Obviously, this is a difficult state of affairs for staffing agency employers. What, if anything, can be done to reduce the risk? The best guidance is to not test for marijuana use at all. If a client requires cannabis testing, consider approaching the client preemptively and suggesting that it be eliminated from the testing protocol. In a state like New York, such testing should never be required, unless the job is connected to a federal government requirement, e.g., a federal client or interstate transportation job.
In the states that regulate the issue under disability laws, if a client insists on testing, the question to ask is whether disqualification is automatic. If so, the risk of a disability claim is high, and this may not be an assignment you should fill. Otherwise, disability law requires the client and the staffing firm to conduct an individualized "reasonable accommodation" assessment based upon the nature of the job. This reduces but does not eliminate the risk of a disability discrimination claim under state law, because the prospective employee always can argue that it is not reasonable to assume they will be impaired on the job.

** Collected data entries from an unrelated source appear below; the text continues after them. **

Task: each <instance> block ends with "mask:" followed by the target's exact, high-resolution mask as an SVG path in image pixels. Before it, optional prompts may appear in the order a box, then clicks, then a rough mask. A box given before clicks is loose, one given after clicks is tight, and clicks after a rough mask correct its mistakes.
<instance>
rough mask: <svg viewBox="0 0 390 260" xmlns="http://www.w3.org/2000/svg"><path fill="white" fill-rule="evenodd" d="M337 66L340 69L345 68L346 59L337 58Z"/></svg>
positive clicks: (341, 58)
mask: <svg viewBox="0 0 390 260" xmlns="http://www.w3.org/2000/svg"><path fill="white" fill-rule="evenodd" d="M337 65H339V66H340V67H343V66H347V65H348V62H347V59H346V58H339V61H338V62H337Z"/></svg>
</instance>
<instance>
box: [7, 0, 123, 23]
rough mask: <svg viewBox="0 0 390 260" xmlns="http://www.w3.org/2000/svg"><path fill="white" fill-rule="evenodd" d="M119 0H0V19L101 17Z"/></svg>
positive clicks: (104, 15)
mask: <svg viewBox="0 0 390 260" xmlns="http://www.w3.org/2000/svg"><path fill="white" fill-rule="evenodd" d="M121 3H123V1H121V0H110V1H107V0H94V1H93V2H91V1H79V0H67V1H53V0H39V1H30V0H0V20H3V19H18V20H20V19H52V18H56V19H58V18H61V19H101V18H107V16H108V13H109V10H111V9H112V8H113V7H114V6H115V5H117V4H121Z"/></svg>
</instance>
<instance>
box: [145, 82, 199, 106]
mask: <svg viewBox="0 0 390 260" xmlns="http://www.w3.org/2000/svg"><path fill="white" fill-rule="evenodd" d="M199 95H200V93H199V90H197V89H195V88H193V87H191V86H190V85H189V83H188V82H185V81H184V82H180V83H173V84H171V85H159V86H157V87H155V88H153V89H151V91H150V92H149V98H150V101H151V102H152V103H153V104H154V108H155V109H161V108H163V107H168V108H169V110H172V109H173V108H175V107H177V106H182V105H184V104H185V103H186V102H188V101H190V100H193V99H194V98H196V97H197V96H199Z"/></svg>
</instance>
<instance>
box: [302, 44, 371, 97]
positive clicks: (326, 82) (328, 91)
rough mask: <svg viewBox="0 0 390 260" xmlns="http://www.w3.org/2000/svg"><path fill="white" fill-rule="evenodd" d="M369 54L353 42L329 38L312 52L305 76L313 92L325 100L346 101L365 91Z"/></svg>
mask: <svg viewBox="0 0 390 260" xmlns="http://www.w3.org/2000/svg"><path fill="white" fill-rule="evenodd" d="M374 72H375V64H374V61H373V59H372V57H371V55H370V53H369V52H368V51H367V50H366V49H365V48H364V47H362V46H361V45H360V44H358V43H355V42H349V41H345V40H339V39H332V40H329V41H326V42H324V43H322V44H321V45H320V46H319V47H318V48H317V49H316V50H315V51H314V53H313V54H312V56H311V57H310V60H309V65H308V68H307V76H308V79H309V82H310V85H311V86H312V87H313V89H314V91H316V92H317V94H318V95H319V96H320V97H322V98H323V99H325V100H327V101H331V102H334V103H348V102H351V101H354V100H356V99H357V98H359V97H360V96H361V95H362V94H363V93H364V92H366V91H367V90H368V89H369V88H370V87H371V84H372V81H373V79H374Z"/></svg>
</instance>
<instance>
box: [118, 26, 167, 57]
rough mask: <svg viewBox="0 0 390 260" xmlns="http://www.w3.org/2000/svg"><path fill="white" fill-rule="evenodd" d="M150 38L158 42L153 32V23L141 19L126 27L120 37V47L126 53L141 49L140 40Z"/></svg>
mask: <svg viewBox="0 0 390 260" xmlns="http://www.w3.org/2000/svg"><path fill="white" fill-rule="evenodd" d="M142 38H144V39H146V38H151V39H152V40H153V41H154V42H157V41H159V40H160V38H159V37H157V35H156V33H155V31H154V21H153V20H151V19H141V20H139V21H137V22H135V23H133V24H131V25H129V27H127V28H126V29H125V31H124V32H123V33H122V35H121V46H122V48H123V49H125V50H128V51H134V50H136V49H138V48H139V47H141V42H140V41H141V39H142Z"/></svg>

The medical marijuana dilemma is particularly acute in the travel nurse business. First, what may be legally protected in the nurse's home state may not be protected in the travel state, or vice versa. Second, hospitals have a very good business reason to disqualify from employment all clinical personnel who use marijuana - the hospital's medical malpractice exposure. It is not hard to imagine the attorney for a medical malpractice plaintiff focusing on a nurse's positive cannabis test result to bolster the case against the hospital.
Litigation of this issue is going to be around for a long time, even though the long-term trend is to treat marijuana use the same way we treat recreational alcohol use.